C’est assez extraordinaire cette faculté et cette propension au mensonge et à l’oubli ; se faire passer pour des génies de la finance alors que ce ne sont que des parasites, des destructeurs de nations et de peuples, ne vivant que sur le travail des autres, la sueur des travailleurs. Ce qui est insupportable c’est le fait que leurs erreurs et crimes nombreux ne sont jamais sanctionnés, jamais !

Alors si monsieur Rothschild ne s’en souvient pas, Victor Hugo l’a immortalisé dans sa poésie et les salariés seront toujours là pour témoigner de leur médiocrité.


Le 1er décembre 2016, « Envoyé spécial » diffusait un « Document de Complément d’enquête » sur la dynastie Rothschild.

Une dynastie et une grande banque à qui tout réussit. Son grand patron, David de Rothschild, n’a pas connu d’échec majeur, dit-il. « Et France Télécom ? » lui demande Amandine Chambelland.

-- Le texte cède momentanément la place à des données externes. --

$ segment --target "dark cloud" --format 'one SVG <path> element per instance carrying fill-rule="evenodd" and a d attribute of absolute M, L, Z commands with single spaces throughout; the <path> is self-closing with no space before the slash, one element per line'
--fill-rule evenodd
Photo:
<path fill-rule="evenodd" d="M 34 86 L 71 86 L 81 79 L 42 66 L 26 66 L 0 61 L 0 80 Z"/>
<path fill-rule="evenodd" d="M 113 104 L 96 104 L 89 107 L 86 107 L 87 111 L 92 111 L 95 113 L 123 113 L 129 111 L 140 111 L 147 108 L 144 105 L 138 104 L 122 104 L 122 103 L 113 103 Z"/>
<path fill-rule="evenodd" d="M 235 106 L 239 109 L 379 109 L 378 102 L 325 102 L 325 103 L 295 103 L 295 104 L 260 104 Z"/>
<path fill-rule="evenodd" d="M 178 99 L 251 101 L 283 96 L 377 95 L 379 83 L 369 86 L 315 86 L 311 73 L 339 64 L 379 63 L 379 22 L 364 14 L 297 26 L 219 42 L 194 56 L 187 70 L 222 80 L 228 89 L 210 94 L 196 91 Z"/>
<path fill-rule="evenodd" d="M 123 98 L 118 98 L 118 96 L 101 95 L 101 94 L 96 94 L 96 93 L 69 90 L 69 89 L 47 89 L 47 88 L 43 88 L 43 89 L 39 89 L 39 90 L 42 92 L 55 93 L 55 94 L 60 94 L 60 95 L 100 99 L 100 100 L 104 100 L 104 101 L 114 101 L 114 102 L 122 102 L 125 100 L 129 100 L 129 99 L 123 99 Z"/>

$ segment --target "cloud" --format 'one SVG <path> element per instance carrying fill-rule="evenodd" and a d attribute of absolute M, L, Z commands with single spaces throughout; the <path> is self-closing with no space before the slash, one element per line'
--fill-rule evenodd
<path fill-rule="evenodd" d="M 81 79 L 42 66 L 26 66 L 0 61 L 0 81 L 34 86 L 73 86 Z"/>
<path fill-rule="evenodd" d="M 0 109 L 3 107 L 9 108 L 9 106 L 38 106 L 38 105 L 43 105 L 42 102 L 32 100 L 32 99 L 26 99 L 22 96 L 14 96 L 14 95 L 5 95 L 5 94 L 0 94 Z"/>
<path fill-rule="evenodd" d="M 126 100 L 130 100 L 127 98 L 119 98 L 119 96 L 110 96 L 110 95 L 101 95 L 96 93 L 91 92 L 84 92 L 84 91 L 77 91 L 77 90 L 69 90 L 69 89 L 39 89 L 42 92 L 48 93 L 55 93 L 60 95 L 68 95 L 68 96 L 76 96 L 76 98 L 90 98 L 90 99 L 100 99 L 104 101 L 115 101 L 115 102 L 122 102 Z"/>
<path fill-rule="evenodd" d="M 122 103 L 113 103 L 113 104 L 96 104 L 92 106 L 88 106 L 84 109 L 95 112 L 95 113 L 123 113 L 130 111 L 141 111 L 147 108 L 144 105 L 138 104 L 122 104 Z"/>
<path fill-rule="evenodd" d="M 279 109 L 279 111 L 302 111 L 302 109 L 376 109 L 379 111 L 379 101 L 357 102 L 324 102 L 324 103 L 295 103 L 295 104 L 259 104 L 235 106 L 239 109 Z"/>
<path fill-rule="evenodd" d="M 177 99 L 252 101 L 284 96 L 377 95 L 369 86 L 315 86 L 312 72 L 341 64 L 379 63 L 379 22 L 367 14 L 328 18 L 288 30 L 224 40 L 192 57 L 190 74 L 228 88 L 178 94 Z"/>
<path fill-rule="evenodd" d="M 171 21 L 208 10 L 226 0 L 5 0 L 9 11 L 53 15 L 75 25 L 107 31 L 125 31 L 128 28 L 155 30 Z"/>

C’était en 1997, en pleine bulle internet. Une théâtrale opération en Bourse transforme l’entreprise d’État en multinationale. Sous la direction de Michel Bon, France Télécom, aujourd’hui devenue Orange, se lance dans des rachats sans précédent. Conseillé par la banque Rothschild, l’opérateur français s’offre le monde : le britannique Orange et sa licence UMTS, l’allemand Mobile Com, un opérateur polonais…  En tout, l’addition s’élève à près de 80 milliards d’euros en moins de deux ans. À chaque opération, la banque touche une commission de 1% à 5%, soit des sommes colossales. France Télécom est alors l’entreprise la plus endettée au monde : 70 milliards d’euros de dettes.

Rothschild n’avait « aucun intérêt à freiner le mouvement »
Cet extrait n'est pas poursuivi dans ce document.